Mark lives in a big old house on the edge of the Arboretum, at the end of Gill Street, by the tram line. At dusk, these streets are spooky. There’s a vast graveyard on one side of the road and gothic university buildings on the other. A tram, long and shiny, filled with illuminated people, climbs the hill.
I’ve been in Mark’s house once before. It’s a rabbits’ warren, with rooms on several floors. Most of the fittings look fifty years old. You ring a bell and wait to see if somebody answers the door. There are a couple of lights on, so I know that there are people home. But I also know that most people don’t answer unless they’re expecting a visitor. I ring the bell twice, each time holding it down for five seconds. An Asian student lets me in as she’s going out. We don’t exchange a word.
In the dark hallway, I check the pigeon holes. There’s no mail in Mark’s slot, so he’s probably in Nottingham. If he isn’t home, I’ll leave a note. A handwritten note will guilt him out for not replying to my text.

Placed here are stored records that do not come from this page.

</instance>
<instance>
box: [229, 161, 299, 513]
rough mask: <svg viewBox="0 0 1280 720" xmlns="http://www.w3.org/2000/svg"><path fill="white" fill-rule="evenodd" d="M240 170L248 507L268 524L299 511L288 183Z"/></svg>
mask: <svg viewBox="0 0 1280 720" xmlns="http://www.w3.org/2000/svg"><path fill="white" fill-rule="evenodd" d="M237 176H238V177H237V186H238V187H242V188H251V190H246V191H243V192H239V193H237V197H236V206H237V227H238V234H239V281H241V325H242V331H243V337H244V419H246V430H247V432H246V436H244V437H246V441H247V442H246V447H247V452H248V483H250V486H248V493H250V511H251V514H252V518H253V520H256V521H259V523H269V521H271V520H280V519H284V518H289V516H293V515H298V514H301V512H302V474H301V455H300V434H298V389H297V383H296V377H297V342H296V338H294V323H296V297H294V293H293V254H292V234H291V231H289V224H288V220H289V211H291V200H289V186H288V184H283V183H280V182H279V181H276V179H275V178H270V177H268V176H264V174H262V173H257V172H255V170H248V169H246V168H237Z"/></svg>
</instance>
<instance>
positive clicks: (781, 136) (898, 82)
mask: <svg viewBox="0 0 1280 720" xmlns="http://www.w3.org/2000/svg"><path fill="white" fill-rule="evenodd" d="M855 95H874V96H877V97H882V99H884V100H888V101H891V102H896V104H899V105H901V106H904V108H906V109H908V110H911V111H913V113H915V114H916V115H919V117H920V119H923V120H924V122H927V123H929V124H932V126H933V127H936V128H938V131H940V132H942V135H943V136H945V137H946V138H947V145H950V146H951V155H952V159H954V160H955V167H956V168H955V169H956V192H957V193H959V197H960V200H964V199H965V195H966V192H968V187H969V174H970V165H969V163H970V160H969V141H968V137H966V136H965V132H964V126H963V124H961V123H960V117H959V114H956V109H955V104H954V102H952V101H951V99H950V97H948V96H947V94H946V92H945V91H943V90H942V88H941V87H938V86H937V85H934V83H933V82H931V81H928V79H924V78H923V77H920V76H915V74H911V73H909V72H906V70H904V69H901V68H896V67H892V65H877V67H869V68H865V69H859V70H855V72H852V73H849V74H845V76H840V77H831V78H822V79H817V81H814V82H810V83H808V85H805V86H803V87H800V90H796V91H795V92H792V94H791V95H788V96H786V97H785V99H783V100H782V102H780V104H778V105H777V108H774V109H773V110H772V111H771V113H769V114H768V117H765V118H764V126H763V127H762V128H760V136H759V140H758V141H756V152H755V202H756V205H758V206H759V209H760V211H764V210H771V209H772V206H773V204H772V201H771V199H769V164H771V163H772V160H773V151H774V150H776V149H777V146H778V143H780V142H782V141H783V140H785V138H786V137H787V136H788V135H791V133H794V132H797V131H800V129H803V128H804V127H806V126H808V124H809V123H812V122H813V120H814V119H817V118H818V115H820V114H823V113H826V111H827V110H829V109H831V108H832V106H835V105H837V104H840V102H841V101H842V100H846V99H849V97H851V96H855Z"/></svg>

I climb two flights of stairs. Before I reach Mark’s floor, a timer turns off the light. I grope my way along a corridor. The place smells musty. I couldn’t live here. I’m surprised Mark can. But he’s probably got a new girlfriend. He’s not bothered about this place because he spends all his time round there. Probably. I wonder what proportion of their time people our age spend being single. For some people, it’s so scary, not having a partner, that they jump from one relationship to another without taking time to get comfortable with being themselves, alone.
I’ve so convinced myself that Mark’s not here that, even when I see a trickle of light coming from beneath his door, I assume he’s left a lamp on by mistake. Except, when I knock, the door opens at once.
‘Allison, I was about to call you. I’m so sorry.’
He pulls me towards him into a deep, smokey hug, acting like I’m a long lost friend. It’s only been a week.
‘Have you spoken to Zoe?’ he asks.
‘Not for a while.’
‘You don’t know how she’s taking it?’
‘I don’t...’ I hesitate, seeing the awkward empathy in Mark’s face give way to confusion. ‘Taking what?’
‘Oh shit, you haven’t heard.’
For a few seconds, I’m relieved. The wedding’s off. Aidan must have backed out. She’s better off, I’ll tell her.
‘Aidan took an overdose yesterday. He died.’
I go numb, then shock gives way to flashes of irrational guilt. For I am sad, but I am also, in a way, relieved. Ought I to be crying?